Incontrol is gebouwd rondom de krachtige Form Builder. Met aliassen kun je ingevulde gegevens uit je formulier opnieuw gebruiken op andere plekken. Zo haal je meer uit Incontrol en werk je efficiënter.

In dit artikel leer je wat aliassen zijn, hoe je ze instelt en hoe je ze gebruikt.

 

Inhoudsopgave

1. Tutorial

2. Wat zijn aliassen?

3. Aliassen instellen

4. Een ingevulde waarde terug laten komen in een statische tekst 

5. Automatische nummering gebruiken

6. Statische aliassen vanuit servergegevens

7. Voorbeelden

8. Scoped aliassen in dynamische content

9. Wat kun je nog meer met aliassen?

Tutorial

In de tutorial geven we verschillende voorbeelden van aliassen en hoe je deze kan instellen.
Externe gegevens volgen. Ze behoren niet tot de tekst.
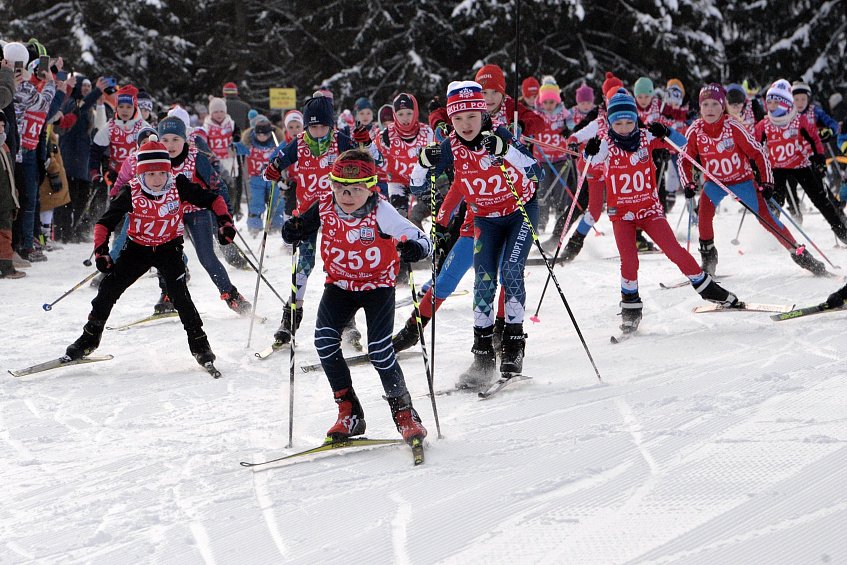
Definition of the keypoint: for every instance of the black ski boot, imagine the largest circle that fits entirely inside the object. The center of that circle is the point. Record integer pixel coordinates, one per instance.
(573, 247)
(480, 372)
(92, 331)
(407, 336)
(514, 340)
(809, 263)
(713, 292)
(631, 307)
(709, 256)
(283, 334)
(351, 417)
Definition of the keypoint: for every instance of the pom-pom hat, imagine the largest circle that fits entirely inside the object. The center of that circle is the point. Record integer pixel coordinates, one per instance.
(465, 96)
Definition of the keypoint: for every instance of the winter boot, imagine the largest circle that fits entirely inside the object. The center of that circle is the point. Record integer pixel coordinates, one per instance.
(573, 247)
(511, 360)
(198, 343)
(631, 307)
(236, 302)
(283, 334)
(351, 417)
(406, 418)
(480, 372)
(407, 336)
(709, 256)
(809, 263)
(88, 341)
(713, 292)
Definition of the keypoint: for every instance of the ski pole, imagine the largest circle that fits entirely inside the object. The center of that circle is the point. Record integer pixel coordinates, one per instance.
(429, 379)
(790, 219)
(584, 174)
(547, 262)
(741, 223)
(48, 307)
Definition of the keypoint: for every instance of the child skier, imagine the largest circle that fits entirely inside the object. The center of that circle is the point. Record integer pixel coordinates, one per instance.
(152, 201)
(633, 202)
(360, 250)
(499, 223)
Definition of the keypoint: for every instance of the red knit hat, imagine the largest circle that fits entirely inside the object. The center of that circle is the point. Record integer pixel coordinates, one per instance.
(491, 77)
(529, 87)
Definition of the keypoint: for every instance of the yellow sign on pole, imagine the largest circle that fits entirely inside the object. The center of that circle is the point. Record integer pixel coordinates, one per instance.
(283, 98)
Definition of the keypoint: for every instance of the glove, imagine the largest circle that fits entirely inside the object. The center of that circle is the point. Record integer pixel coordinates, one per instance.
(659, 130)
(592, 147)
(274, 170)
(766, 188)
(361, 135)
(430, 156)
(410, 251)
(102, 259)
(292, 230)
(226, 231)
(495, 145)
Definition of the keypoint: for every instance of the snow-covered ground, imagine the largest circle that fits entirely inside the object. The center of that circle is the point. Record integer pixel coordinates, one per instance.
(713, 438)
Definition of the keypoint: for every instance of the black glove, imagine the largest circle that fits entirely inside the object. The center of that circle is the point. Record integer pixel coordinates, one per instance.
(292, 230)
(102, 259)
(226, 231)
(430, 156)
(592, 147)
(410, 251)
(766, 188)
(659, 130)
(495, 145)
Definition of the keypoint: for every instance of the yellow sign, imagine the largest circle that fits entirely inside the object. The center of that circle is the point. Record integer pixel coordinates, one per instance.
(283, 98)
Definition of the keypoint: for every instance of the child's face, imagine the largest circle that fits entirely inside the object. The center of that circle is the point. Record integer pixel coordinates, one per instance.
(644, 100)
(711, 110)
(365, 116)
(467, 124)
(623, 127)
(156, 180)
(125, 111)
(493, 99)
(173, 143)
(319, 131)
(350, 197)
(585, 107)
(404, 117)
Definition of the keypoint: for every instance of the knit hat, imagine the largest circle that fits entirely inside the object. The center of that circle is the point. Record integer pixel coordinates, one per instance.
(127, 95)
(549, 92)
(152, 156)
(643, 86)
(735, 94)
(611, 82)
(529, 87)
(584, 94)
(491, 77)
(363, 104)
(143, 99)
(293, 116)
(318, 111)
(780, 91)
(621, 106)
(713, 91)
(217, 105)
(465, 96)
(172, 125)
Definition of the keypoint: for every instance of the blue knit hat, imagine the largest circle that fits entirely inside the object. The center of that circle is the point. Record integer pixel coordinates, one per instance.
(621, 107)
(172, 125)
(318, 112)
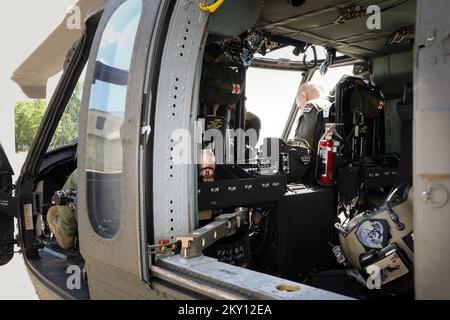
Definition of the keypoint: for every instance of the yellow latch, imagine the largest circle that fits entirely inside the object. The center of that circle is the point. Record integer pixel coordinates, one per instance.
(211, 8)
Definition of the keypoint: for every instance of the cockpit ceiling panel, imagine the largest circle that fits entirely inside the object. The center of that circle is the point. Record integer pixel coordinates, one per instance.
(314, 22)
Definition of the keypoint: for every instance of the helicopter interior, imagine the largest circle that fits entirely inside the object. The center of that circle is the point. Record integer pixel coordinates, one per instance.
(295, 223)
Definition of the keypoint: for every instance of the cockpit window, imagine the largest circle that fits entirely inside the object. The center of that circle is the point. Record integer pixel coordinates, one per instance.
(105, 118)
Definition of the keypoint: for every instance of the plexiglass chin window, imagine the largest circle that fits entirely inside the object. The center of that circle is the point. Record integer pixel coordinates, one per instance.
(106, 113)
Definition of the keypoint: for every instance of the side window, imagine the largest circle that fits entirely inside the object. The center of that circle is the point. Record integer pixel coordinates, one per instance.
(105, 118)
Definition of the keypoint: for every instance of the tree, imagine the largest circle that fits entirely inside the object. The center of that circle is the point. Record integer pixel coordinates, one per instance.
(29, 115)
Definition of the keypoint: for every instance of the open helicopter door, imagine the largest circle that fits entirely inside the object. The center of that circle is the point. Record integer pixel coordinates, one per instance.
(108, 161)
(8, 209)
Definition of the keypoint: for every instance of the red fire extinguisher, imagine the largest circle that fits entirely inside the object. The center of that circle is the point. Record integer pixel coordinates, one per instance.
(326, 151)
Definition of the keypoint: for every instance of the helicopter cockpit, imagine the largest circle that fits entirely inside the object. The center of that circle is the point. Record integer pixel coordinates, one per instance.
(304, 202)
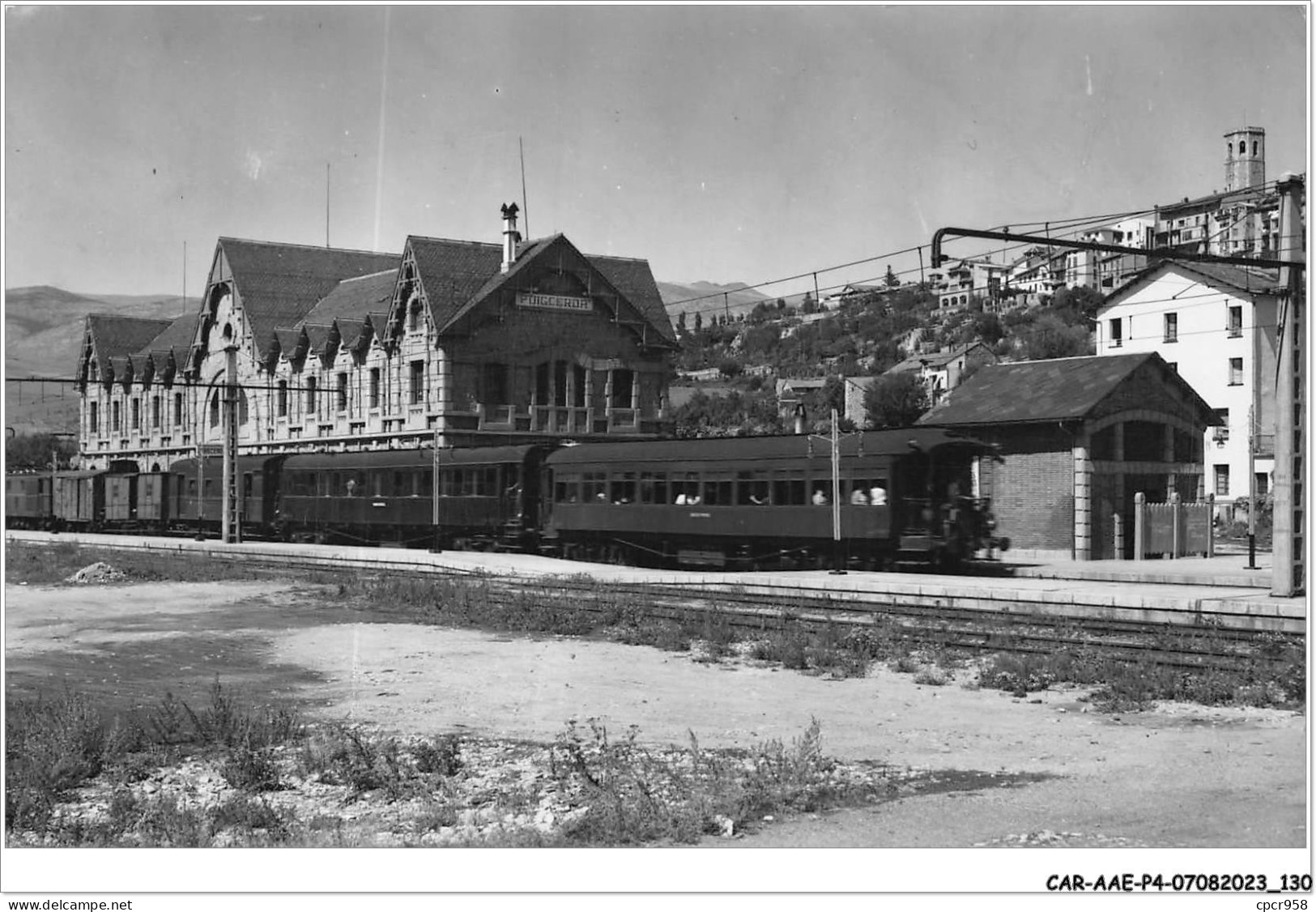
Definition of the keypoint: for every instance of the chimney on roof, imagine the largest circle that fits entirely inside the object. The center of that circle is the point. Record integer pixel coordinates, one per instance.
(511, 237)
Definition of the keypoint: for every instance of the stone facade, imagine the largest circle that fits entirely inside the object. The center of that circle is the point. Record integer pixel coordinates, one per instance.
(448, 343)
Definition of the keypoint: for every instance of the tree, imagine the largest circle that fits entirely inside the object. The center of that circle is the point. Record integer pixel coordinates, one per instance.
(1077, 307)
(895, 400)
(1050, 337)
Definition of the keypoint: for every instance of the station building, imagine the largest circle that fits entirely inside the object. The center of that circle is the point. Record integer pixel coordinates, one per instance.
(445, 343)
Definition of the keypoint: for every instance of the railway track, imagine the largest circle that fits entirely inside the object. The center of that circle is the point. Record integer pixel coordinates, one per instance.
(1189, 644)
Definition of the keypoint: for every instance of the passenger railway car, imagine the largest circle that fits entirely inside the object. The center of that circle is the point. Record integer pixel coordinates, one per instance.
(194, 496)
(483, 497)
(747, 501)
(357, 497)
(760, 501)
(488, 497)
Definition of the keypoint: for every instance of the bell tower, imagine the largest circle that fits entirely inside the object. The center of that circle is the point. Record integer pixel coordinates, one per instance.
(1246, 158)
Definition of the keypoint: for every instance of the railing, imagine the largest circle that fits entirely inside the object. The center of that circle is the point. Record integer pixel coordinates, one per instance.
(1172, 529)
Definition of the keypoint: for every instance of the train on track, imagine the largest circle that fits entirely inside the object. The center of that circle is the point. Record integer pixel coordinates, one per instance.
(890, 496)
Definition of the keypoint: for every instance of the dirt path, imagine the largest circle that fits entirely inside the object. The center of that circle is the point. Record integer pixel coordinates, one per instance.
(1175, 777)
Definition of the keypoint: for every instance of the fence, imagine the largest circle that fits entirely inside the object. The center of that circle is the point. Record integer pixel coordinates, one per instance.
(1173, 529)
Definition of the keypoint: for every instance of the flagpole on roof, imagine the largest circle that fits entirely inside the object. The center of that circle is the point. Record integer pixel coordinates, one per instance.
(526, 207)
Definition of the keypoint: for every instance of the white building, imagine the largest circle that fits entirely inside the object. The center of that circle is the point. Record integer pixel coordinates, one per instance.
(1216, 326)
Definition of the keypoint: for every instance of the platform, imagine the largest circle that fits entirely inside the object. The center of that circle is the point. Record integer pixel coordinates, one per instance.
(1190, 591)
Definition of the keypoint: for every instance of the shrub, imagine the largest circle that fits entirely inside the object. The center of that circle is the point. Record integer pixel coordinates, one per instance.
(50, 747)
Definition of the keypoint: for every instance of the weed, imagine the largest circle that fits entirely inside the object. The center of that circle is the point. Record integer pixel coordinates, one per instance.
(50, 747)
(250, 769)
(441, 756)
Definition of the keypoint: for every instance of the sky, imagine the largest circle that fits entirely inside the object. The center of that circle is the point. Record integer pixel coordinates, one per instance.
(722, 143)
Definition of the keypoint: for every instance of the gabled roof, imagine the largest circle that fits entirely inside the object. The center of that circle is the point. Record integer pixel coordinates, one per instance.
(636, 282)
(452, 271)
(280, 283)
(292, 341)
(354, 298)
(319, 337)
(351, 330)
(172, 343)
(1233, 279)
(935, 360)
(115, 337)
(459, 275)
(1044, 391)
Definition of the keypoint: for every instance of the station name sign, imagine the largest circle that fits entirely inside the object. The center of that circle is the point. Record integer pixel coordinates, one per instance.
(553, 301)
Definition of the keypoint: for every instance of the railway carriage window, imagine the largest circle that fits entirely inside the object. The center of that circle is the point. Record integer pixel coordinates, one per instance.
(753, 488)
(878, 492)
(653, 487)
(789, 488)
(624, 488)
(594, 487)
(718, 490)
(686, 490)
(566, 488)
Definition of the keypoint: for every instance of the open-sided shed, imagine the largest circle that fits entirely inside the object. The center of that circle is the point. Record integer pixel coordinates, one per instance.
(1080, 438)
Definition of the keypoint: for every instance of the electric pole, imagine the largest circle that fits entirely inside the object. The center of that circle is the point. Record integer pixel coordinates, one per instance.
(1290, 515)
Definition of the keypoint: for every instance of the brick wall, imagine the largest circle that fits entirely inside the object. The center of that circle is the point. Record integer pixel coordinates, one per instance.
(1033, 490)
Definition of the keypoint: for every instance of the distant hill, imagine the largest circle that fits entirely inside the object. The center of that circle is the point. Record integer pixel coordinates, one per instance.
(44, 328)
(709, 299)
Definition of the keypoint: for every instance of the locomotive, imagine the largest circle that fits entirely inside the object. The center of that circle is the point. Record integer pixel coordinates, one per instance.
(726, 503)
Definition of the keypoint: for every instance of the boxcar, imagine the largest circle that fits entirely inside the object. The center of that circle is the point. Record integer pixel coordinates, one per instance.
(28, 501)
(80, 499)
(194, 494)
(766, 501)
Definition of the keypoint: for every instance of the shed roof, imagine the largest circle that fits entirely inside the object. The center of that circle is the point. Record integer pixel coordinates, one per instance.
(1037, 391)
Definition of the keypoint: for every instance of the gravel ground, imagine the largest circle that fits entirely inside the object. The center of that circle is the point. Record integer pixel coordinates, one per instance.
(1094, 779)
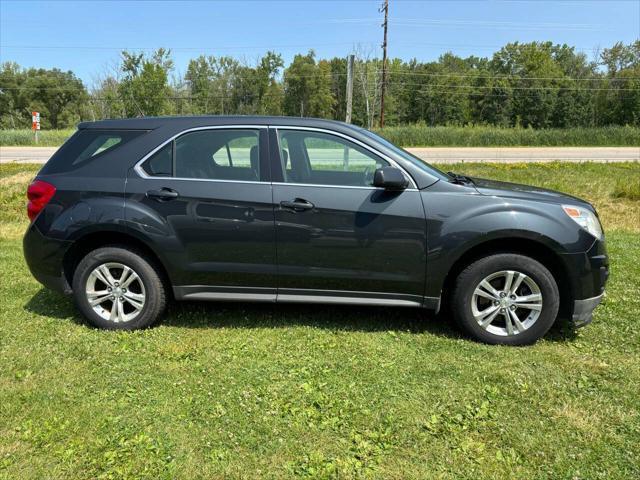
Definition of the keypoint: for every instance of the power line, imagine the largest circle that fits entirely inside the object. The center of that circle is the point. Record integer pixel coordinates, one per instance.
(385, 8)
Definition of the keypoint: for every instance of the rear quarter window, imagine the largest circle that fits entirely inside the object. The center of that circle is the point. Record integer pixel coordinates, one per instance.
(86, 146)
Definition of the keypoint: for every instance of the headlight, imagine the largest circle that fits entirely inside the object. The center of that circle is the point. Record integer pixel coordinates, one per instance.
(585, 218)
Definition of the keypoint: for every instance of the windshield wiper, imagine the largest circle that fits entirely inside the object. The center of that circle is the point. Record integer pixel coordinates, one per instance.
(460, 179)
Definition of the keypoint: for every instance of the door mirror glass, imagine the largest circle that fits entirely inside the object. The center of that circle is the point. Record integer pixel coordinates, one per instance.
(390, 178)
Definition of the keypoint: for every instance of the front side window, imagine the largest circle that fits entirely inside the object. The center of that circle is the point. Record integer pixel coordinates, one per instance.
(215, 154)
(325, 159)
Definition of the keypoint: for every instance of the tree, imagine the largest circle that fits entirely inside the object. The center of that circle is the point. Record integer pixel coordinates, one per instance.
(58, 96)
(307, 87)
(144, 88)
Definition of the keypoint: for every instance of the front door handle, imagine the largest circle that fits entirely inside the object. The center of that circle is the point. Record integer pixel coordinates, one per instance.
(162, 194)
(297, 205)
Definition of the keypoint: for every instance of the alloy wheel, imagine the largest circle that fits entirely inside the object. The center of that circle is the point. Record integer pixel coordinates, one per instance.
(506, 303)
(115, 292)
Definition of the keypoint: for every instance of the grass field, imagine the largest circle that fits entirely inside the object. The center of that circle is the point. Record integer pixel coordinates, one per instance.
(423, 136)
(248, 391)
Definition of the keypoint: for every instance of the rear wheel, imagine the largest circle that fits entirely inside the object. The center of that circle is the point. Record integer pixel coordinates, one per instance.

Bekijk al onze Form Builder tutorials op ons YouTube-kanaal voor extra hulp.

Wat zijn aliassen?

Een alias is een unieke naam die je aan een formulieronderdeel geeft. Hiermee hergebruik je de ingevulde waarde op andere plekken, bijvoorbeeld in een statische tekst of een document.

Met een alias kun je verschillende acties uitvoeren en gegevens koppelen.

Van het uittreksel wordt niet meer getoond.